Er bat die forensische Abteilung, den Käse gründlich zu testen. Schnell wurde klar, dass er mit einem giftigen Stoff versetzt worden war – einem hochpotenten Nervengift, das in winzigen Mengen tödlich war.
Die Ermittlungen konzentrierten sich nun auf die Gäste des Abends. Haydn erfuhr, dass Richter nicht nur in der Gastronomie tätig war, sondern auch ein angesehener Geschäftsmann, der häufig Geschäftsessen veranstaltete. Einer seiner Gäste, eine Frau namens Nora Langenfeld, hatte an dem Abend eng mit ihm zusammengearbeitet. Nora war eine elegante, selbstbewusste Frau mittleren Alters, die in der Weinbranche tätig war und sich einen Namen als Influencerin in der gehobenen Gastronomie gemacht hatte.
Haydn entschloss sich, sie genauer zu befragen. „Frau Langenfeld, können Sie mir sagen, ob Sie noch andere Käsesorten gegessen haben außer dem Roquefort?“, fragte Haydn direkt.
„Ich habe keine Ahnung, wovon Sie sprechen“, antwortete sie schroff. „Ich habe keine Verbindungen zu dieser vergifteten Käsesorte. Wenn er sterben musste, dann war das nicht mein Plan.“
„Tatsächlich?“, erwiderte Haydn ruhig. „Wir haben festgestellt, dass das Gift, das im Käse gefunden wurde, eine spezifische chemische Zusammensetzung hat. Es wird in der Weinanbauindustrie verwendet, um schädliche Pilze zu bekämpfen.“
Nora starrte ihn an. Sie wusste, dass sie erwischt worden war.

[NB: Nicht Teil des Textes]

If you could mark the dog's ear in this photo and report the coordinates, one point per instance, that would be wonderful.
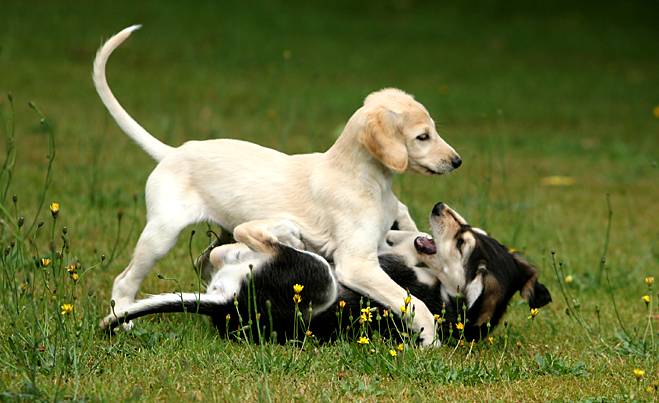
(536, 294)
(382, 138)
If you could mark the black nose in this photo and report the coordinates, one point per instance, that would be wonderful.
(438, 209)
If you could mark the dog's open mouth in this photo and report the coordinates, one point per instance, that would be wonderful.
(425, 245)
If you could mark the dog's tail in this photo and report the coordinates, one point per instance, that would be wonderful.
(154, 147)
(204, 304)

„Er hat mir mein Geschäft ruinieren wollen“, gestand sie schließlich, ihre Stimme war kaum mehr als ein Flüstern. „Klaus wollte mich aus dem Weingeschäft drängen, nachdem er das Restaurant übernommen hatte. Er wollte, dass ich ihm mein Weinlager verkaufte – zu einem Spottpreis. Aber ich wusste, dass mein Sortiment viel mehr wert war. Ich habe ihm eine Lektion erteilt.“
Haydn wusste nun, dass sie ihm die ganze Wahrheit sagte. Nora hatte das Gift heimlich in den Roquefort gemischt. Es war ein riskantes Vorgehen, aber sie wusste, dass Klaus den Käse mit anderen Gästen teilen würde. Ihr Plan war gewesen, Klaus zu schwächen, nicht sofort zu töten. Doch die Dosis war zu hoch und zu schnell wirksam gewesen.
„Sie haben ihn ermordet, weil er Ihnen Ihr Geschäft nehmen wollte“, sagte Haydn. „Und nun haben Sie für Ihren Verrat einen hohen Preis gezahlt.“
Nora schüttelte den Kopf, als ob sie selbst von ihren eigenen Taten erschüttert war. „Ich wollte nicht, dass er stirbt. Aber ich wollte ihn auch nicht verlieren.“
Der Fall war gelöst, und Nora Langenfeld wurde verhaftet. Eric Haydn hatte einmal mehr gezeigt, dass auch in der schönen Stadt Verden dunkle Geheimnisse lauern konnten. Manchmal konnte ein scheinbar harmloser Genuss wie ein Stück Roquefort das Tor zu einem tödlichen Verbrechen öffnen – und selbst der Lieblingskäse eines halbfranzösischen Ermittlers konnte zur unerwarteten Waffe werden.